Duane321 / reinforcement_learning_for_rideshare_pricing

MIT License
2 stars 0 forks source link

The Simulation #1

Open Duane321 opened 2 months ago

Duane321 commented 2 months ago

What we need is a simulation, just like an RL environment. This will be an episodic environment, and it will represent 1 week. It will not take the form of an MDP, as you saw in the video. Rather, we'll be simulating something where the MDP is only implicit. Here are some things to know about the simulation:

Learning

The goal is to optimize reward. Over many simulated weeks, we should see Lyft's reward improve. So f should depend on some parameters theta, and then we should do stochastic gradient descent, a la 'policy gradient methods'. Since there's a lot of sampling in this simulation, gradient-descenting through that might not be easy. To do this, we could 1) use the reparameterization trick (which I can explain) or 2) allow the model to know the drivers and rider elasticity parameters. This way we could construct a differentiable log likelihood that is equivalent in expectation to the reward of the simulation. This is totally cheating, but it's akin to something you might do in reality (e.g. estimate elasticity parameters via experiments and then use this routine, accepting that the routine is just a model of the real environment).

Other considerations

The simulation needs to be as fast as possible. So try to compute everything you can in large arrays. This might be complicated by somethings being necessary sequential/dependent on the past. Things like the movement of the driver after a rider is accepted. I could see that being something we remove, for the sake of speed. Also, we should be using PyTorch for autograd.

Bonus stuff

To Do

@liux3372 What would help is for you to tell me how you would do this. Tell me about the Python classes you'd create, what they'd do and how everything we could together to create a learned policy. I'd like us to converge on an implementation plan before you start executing.

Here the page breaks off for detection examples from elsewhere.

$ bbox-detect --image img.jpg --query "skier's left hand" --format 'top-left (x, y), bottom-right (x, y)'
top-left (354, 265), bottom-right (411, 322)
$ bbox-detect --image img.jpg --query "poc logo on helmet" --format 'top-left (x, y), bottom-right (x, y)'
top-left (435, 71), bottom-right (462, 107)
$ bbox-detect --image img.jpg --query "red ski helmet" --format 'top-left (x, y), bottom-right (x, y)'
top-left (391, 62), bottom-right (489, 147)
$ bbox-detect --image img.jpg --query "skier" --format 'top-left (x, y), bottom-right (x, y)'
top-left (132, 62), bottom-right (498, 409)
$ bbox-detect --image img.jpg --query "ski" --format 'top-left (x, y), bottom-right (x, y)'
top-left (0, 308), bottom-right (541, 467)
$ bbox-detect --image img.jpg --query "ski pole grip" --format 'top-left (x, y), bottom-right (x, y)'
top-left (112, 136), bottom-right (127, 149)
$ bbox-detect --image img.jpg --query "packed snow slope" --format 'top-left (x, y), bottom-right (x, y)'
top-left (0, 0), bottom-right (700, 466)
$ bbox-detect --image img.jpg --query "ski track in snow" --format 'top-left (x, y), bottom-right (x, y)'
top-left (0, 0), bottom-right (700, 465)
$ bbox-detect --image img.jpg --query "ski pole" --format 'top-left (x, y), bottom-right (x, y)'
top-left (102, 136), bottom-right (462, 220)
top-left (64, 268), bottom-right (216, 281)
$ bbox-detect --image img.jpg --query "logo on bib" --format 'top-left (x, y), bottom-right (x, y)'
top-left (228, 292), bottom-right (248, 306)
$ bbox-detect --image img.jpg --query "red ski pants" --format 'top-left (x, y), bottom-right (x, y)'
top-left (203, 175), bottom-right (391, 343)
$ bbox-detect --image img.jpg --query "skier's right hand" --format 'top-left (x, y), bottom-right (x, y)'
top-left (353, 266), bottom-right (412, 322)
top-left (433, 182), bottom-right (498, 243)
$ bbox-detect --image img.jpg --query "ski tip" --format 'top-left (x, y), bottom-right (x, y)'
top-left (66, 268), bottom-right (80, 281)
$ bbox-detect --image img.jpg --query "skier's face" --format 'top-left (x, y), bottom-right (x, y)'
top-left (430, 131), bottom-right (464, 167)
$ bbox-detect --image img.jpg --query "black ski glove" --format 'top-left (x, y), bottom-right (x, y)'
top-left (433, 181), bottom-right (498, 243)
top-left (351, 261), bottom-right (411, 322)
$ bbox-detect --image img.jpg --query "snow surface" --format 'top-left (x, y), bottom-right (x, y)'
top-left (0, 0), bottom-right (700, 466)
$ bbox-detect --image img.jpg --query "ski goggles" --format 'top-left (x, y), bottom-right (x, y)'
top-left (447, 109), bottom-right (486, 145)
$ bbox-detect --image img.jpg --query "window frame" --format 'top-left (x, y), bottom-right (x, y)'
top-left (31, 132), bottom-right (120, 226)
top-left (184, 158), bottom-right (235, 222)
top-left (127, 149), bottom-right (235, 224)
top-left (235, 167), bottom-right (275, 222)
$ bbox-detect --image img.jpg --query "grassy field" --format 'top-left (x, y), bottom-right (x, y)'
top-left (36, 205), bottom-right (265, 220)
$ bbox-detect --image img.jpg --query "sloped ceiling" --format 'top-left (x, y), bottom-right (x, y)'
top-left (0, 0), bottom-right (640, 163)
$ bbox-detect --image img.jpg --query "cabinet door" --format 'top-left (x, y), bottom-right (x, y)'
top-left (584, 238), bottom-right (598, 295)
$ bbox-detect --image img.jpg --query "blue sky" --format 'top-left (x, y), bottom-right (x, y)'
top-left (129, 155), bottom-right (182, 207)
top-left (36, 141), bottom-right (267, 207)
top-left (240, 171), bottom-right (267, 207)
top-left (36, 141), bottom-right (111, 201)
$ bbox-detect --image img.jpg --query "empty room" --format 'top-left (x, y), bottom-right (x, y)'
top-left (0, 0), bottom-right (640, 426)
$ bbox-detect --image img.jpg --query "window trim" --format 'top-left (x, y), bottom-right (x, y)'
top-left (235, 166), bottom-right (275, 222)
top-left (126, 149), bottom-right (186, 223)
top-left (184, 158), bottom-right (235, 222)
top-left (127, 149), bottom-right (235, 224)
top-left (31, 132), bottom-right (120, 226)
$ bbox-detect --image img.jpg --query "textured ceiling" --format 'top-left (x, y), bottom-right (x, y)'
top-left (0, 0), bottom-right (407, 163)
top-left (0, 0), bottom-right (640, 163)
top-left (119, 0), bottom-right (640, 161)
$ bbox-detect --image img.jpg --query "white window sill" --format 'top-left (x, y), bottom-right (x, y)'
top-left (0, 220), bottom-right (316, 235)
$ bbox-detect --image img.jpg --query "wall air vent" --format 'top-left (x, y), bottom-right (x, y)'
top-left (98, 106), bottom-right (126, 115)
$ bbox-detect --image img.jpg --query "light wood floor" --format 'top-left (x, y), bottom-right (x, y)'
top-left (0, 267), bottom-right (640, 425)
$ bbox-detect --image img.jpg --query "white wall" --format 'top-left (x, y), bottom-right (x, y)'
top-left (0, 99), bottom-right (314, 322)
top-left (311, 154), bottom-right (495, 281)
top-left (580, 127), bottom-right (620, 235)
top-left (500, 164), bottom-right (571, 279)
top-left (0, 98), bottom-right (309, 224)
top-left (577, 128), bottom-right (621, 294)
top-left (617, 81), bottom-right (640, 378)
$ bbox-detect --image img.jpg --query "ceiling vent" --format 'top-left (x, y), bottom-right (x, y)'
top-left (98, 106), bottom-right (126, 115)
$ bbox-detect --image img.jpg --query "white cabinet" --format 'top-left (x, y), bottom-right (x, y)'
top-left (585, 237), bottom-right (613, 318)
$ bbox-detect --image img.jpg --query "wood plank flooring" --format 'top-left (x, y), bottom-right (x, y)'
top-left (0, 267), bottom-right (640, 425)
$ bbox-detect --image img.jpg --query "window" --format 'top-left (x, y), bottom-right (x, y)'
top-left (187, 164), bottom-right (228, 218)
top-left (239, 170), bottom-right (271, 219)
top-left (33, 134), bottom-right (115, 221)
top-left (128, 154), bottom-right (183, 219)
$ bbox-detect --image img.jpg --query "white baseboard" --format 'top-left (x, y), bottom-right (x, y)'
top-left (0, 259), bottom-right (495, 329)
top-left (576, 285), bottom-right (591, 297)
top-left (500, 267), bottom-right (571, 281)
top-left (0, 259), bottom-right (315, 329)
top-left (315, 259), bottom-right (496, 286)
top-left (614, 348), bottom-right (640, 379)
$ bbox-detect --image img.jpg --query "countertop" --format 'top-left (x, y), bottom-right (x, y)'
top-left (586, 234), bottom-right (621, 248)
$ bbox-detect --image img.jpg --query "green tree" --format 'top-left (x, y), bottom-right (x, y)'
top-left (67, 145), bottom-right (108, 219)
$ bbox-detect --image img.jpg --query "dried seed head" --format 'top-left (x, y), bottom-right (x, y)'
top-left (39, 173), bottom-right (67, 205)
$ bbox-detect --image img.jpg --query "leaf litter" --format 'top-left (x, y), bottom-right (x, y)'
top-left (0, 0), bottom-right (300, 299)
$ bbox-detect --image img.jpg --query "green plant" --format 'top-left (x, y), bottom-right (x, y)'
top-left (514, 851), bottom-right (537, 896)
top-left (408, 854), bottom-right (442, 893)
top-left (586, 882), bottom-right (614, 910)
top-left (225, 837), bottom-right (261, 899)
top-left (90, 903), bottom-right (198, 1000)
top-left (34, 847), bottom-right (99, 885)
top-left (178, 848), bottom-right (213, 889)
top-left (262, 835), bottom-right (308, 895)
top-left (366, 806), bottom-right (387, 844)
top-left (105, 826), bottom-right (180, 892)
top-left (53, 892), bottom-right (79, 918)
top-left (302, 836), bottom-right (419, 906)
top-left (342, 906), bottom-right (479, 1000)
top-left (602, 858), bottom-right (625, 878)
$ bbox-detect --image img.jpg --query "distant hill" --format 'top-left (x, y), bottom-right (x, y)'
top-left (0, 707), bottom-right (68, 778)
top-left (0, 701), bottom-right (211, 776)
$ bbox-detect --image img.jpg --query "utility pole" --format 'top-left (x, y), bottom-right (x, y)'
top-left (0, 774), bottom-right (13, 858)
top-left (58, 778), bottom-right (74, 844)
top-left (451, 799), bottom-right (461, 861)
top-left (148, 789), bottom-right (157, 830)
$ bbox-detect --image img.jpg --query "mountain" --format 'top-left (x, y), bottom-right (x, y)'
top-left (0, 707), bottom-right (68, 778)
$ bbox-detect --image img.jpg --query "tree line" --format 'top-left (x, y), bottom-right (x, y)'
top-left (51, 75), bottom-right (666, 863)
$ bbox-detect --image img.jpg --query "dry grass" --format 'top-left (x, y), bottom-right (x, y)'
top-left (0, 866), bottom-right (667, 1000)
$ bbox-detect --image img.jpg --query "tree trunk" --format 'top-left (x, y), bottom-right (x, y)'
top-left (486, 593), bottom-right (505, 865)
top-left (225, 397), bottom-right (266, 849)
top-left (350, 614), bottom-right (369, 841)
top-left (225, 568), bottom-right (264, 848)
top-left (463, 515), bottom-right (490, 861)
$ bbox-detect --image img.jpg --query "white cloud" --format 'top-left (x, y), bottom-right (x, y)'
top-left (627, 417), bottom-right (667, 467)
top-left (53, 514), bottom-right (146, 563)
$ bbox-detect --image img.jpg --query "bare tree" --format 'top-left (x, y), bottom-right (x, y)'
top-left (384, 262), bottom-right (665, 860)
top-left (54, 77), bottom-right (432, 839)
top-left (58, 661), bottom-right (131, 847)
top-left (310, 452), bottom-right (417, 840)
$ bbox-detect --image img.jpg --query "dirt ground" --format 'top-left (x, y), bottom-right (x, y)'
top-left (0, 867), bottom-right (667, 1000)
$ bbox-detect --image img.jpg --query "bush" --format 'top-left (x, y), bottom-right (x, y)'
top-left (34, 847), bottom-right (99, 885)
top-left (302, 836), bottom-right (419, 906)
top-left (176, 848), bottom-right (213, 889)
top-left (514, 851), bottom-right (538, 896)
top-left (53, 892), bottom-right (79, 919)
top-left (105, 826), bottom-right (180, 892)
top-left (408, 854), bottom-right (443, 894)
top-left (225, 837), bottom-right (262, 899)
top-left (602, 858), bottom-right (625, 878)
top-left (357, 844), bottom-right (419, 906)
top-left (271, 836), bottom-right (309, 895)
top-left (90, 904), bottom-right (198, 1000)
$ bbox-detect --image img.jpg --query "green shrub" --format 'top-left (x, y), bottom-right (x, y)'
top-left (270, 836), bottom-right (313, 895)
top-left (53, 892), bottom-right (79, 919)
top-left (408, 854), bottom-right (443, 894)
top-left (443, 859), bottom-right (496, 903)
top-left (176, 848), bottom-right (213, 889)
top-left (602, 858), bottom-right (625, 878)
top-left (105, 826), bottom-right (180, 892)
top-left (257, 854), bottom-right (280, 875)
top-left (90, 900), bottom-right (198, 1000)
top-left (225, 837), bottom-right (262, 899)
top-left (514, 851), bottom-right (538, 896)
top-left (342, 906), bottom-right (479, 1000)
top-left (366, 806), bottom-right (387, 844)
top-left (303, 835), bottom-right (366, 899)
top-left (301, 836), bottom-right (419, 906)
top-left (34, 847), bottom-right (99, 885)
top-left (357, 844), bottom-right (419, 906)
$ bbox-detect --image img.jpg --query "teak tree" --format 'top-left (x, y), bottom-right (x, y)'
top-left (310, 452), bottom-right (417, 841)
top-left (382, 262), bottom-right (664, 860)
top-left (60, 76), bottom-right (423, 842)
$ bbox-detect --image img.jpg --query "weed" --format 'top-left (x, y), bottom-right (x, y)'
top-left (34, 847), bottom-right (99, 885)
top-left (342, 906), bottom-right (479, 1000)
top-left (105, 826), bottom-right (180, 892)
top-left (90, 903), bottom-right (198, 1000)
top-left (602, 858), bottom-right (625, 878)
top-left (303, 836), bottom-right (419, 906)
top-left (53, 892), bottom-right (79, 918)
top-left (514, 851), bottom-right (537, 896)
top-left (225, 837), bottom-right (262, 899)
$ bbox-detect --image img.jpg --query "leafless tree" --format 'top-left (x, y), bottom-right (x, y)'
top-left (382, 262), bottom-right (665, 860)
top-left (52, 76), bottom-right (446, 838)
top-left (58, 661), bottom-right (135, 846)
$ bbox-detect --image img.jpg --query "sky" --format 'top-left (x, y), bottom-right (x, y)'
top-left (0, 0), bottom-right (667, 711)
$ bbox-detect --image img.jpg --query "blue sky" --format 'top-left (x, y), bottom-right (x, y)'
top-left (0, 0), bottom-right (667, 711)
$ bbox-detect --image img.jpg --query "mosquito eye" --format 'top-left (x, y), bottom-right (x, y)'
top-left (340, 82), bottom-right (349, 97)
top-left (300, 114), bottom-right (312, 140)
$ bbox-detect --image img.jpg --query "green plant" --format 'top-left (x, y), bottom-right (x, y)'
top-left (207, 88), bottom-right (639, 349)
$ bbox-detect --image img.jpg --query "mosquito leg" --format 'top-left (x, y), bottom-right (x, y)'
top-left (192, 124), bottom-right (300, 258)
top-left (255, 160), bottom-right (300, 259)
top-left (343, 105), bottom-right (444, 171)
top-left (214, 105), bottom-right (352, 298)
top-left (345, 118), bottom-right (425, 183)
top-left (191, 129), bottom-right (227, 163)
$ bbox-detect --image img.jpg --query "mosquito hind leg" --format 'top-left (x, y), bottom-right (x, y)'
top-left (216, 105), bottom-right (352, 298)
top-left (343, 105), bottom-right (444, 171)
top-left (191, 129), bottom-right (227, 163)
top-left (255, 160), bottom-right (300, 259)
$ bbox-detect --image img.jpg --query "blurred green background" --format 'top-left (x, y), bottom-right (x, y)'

liux3372 commented 2 months ago

Thank you for giving an initial requirements, here are several questions in terms of the setup.

Let’s align on the system design then we will worry about how to do SGD like you mentioned in the Learning section.

Duane321 commented 2 months ago

Hey @liux3372, answering your Q's.

'What are the common practices for the distributions ...?'

We don't need to reference papers for this. Just use your intuition. We could say there are R = 1000 riders. 50% are commuters, 20% are party goes and 30% are sporadic. Let's say rider 'r_abc' is a commuter. Then we have a few random values to determine. First, how many requests did 'r_abc' make in the week? That could be a sample of Poisson(lambda). Then, for each ride requests, what time did the ride request appear? Since they are commuters, they should be more likely to take rides between 6-10AM and 4PM-6PM during the week. You could do this by mixing a uniform distribution across all minutes of the week with a gaussians that have humps centered on the commuting hours. Another thing we need a distribution over is the destination. You could make it uniform, but it might be nice to have a circular region in the grid represent 'the city', and so commuters are more likely to go towards to the city. If the grid has some irregularity (e.g. city and airport), that will make for interesting plots at the end. We are trying to create complexity for the RL agent to learn around.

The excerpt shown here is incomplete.